# Torelli....If you have one lets see it please.



## Veni Vidi Vici (Feb 10, 2004)

Thank you

Veni Vidi Vici


----------



## sw3759 (Jul 10, 2004)

*Torelli Express*

well this is my 1st photo to post to this board.yeah i know the tape looks crappy and the photo isn't the best.my Voler winter gloves bled some kind of orange stain on the white tape.maybe this will motivate some other Torelli owners to post a pic.Oh,i really enjoy this bike.i originally had a Look HSC-1 which was noodly even for my 145lbs.the Ouzo pro really made a good bike great.


----------



## Veni Vidi Vici (Feb 10, 2004)

Thanks for the pic. I do like the red.

Veni Vidi Vici


----------



## sw3759 (Jul 10, 2004)

"Thanks for the pic. I do like the red."


thanks,actually it is orange though.maybe some other Torelli owners will post some pics.


----------



## washroad (Mar 23, 2007)

So here is a Washington ride, fresh off a club ride called the Chilly Hilly. Only 33 miles but ran at the end of Feb. Just under 3k ft elev. climbs. The temp was in the low 40's with light rain and there was over 4,000 riders. Also this is my first post,,,


----------



## bruin11 (May 21, 2004)

*Torelli Express*

Here is my Torelli Express with Campy Centaur


----------



## garbec (Mar 3, 2006)

*Nitro Express*

Nitro Express


----------



## Ldave62 (Dec 8, 2005)

*Here's mine*

Toccata ...


----------



## Tinea Pedis (Aug 14, 2009)

damn garbec that's a lovely paint job on that frame!

Rides well...?


----------



## metalmtn (Feb 7, 2009)

*super fast Torelli*

Torelli Montefalco......
View attachment 176420


----------



## garbec (Mar 3, 2006)

Sweeeeetttt!!!!!


----------



## Veni Vidi Vici (Feb 10, 2004)

Yeah.....Real sweeeet! Got more pics by any chance?

Veni Vidi Vici


----------



## metalmtn (Feb 7, 2009)

*Torelli Selvino*

View attachment 176888


----------



## jhl1963 (Sep 8, 2009)

How do you liek the Selvine?
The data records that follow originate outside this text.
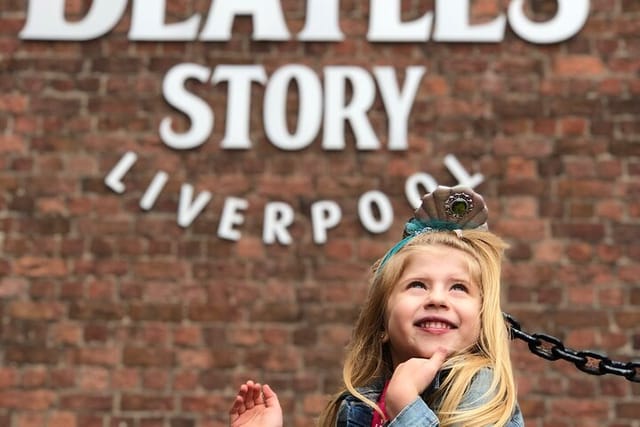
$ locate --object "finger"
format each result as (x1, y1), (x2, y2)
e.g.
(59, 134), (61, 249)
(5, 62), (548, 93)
(262, 384), (280, 408)
(429, 347), (449, 369)
(245, 383), (262, 409)
(229, 396), (245, 420)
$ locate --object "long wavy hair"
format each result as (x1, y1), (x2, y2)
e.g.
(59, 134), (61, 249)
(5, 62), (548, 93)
(318, 230), (516, 427)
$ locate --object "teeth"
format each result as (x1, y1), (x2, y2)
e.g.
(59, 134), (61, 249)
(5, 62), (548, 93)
(420, 322), (451, 329)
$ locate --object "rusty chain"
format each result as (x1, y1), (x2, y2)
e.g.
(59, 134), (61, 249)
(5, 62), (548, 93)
(504, 313), (640, 382)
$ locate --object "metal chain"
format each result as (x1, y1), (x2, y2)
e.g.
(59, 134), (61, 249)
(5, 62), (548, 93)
(503, 313), (640, 382)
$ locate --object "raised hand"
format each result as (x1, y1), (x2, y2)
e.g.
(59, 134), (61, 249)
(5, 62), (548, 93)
(229, 381), (282, 427)
(385, 348), (447, 419)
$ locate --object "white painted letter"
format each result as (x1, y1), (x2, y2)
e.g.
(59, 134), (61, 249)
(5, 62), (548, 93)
(433, 0), (507, 42)
(200, 0), (290, 41)
(140, 171), (169, 211)
(20, 0), (127, 41)
(358, 191), (393, 234)
(444, 154), (484, 188)
(298, 0), (344, 42)
(104, 151), (138, 194)
(508, 0), (590, 44)
(218, 197), (249, 241)
(211, 65), (267, 149)
(129, 0), (200, 41)
(178, 184), (211, 228)
(160, 64), (214, 150)
(322, 66), (380, 150)
(367, 0), (433, 42)
(404, 173), (438, 209)
(263, 65), (322, 150)
(311, 200), (342, 244)
(262, 202), (294, 245)
(373, 66), (426, 150)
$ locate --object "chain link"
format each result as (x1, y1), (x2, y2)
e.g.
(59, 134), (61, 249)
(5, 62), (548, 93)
(503, 313), (640, 382)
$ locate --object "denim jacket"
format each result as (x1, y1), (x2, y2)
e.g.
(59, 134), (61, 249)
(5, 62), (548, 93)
(336, 369), (524, 427)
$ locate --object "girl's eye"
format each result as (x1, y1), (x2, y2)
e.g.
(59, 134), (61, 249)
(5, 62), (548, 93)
(451, 283), (469, 292)
(407, 280), (427, 289)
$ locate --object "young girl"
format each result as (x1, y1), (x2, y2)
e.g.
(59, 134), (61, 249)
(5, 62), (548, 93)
(230, 187), (524, 427)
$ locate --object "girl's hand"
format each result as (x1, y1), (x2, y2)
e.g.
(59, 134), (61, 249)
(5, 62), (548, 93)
(229, 381), (282, 427)
(385, 348), (447, 419)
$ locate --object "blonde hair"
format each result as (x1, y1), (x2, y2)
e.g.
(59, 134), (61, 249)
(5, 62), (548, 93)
(318, 230), (516, 427)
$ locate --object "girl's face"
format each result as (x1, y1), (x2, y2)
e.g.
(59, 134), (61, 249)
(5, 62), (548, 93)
(385, 245), (482, 367)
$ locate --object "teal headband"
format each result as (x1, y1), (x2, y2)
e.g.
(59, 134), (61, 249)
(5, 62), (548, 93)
(378, 186), (488, 271)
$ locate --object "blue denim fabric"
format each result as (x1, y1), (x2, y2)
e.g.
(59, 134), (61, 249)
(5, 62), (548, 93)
(336, 369), (524, 427)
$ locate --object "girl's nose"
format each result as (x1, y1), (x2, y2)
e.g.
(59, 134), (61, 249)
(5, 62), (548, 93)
(425, 286), (448, 307)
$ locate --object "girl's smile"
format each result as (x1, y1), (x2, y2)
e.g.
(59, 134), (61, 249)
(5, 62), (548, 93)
(385, 245), (482, 365)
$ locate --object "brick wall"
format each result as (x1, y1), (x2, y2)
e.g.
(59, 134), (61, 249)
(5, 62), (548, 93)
(0, 0), (640, 427)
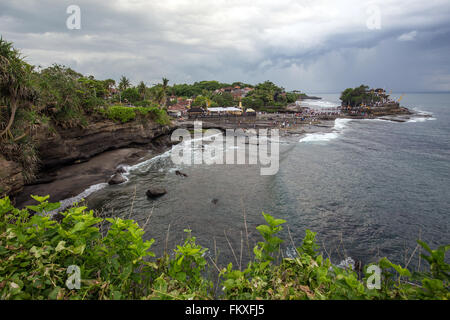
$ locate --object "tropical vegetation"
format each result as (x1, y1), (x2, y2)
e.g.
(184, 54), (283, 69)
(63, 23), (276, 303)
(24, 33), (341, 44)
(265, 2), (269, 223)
(0, 196), (450, 300)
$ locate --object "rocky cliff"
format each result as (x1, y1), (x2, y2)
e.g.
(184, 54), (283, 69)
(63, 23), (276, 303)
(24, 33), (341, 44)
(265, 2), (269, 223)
(0, 120), (173, 196)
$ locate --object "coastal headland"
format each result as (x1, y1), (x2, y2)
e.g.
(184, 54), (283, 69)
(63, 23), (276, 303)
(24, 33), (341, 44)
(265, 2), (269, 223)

Haven been able to find anyone with one. Thanks! Beautiful!


----------



## ben_san (Mar 15, 2009)

*Sold this one a while ago - nice bike though*

My 80's Columbus SL Torelli with Croce D'Aune group. The group looked great but didn't function real well to be honest. Nice bike though, I miss it.


----------



## metalmtn (Feb 7, 2009)

jhl1963 said:


> How do you liek the Selvine? Haven been able to find anyone with one. Thanks! Beautiful!


 built many Selvino's, light, stiff, comfy, handles great, visit www.metalmtncycling.com to veiw a few. eveyone that has one has been super stoked!


----------



## Fogerson (Jan 22, 2008)

*Old School & New School*

My old Columbus EL-OS steel bike and my new carbon Montefalco...


----------